One false discovery attribution seems to be Edward Jenner's smallpox innoculation. He was preceeded in the endeavour by Benjamin Jesty of Dorset (whose work was later acknowledged by some award), by the Welsh doctor Wright, by the American Cotton Mather, by attempts at perfecting the method in Germany, Denmark, Holland, Italy and France, plus, naturally, the Chinese, who were already trying this method of averting smallpox in the millenum BEFORE the last.
Jesty and Wright had also both commented that it was well known by country people that if cowpox could be induced in an individual that person would generally become immune to smallpox. Jenner just seems to have picked up the ball and run with it.

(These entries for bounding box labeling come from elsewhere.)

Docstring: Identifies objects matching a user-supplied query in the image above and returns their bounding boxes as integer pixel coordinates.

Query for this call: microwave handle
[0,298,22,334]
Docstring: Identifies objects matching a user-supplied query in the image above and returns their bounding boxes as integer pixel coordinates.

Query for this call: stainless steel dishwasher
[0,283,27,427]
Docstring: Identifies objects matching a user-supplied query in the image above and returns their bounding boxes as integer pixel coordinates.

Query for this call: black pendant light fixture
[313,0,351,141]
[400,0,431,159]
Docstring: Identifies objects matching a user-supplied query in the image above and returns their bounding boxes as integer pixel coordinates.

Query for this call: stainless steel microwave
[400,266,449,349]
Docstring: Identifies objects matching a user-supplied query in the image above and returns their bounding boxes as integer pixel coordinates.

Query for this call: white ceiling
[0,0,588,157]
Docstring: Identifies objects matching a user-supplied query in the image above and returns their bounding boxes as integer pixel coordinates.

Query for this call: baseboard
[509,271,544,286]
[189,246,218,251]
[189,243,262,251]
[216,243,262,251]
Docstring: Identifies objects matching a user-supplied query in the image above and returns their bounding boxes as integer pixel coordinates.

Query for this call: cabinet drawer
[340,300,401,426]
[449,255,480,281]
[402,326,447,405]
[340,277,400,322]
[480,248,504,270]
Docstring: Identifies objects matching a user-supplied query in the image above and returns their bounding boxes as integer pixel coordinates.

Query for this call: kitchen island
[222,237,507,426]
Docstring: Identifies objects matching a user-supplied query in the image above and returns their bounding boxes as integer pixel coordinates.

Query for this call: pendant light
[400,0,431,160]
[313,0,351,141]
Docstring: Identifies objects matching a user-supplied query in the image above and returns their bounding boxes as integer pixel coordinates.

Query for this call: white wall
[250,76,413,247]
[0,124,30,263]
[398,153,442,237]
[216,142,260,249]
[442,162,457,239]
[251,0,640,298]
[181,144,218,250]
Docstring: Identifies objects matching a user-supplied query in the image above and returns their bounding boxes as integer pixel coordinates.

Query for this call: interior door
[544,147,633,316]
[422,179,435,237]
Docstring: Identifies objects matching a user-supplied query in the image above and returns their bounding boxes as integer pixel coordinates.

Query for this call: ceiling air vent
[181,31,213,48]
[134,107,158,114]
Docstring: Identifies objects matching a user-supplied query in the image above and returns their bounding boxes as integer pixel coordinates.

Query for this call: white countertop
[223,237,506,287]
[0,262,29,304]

You can say that inventions come along in their proper time, but I find it interesting how some original ideas and unexpected inventions arose at precisely the same time in places far apart, whose inventors had proceeded upon their own lines of enquiry in isolation and were unaware of other investigations - the 'theory of evolution' from Alfred Russel Wallace and Charles Darwin is one, Walsharts and Heusinger steam locomotive valve gear is another, the theory of heredity is another.

DavidRojer
24-11-11, 09:43
Bundle of thanks for this sharing and information.That is really useful and let me tell you one thing that please stay in touch and keep sharing because i have remembered this information here and want to know more.

Brink28
17-02-13, 00:49
Well, you'd better say the English could and did "nick" more than any other people on Earth. :laughing:
BTW, there is no British people. There are English, Welshmen and Scots.
The Irish aren't even British at all!
If anyone in Great Britain 'nicked' inventions it was the Scots. The English were the ones that gave away inventions like STDs at the end of the world.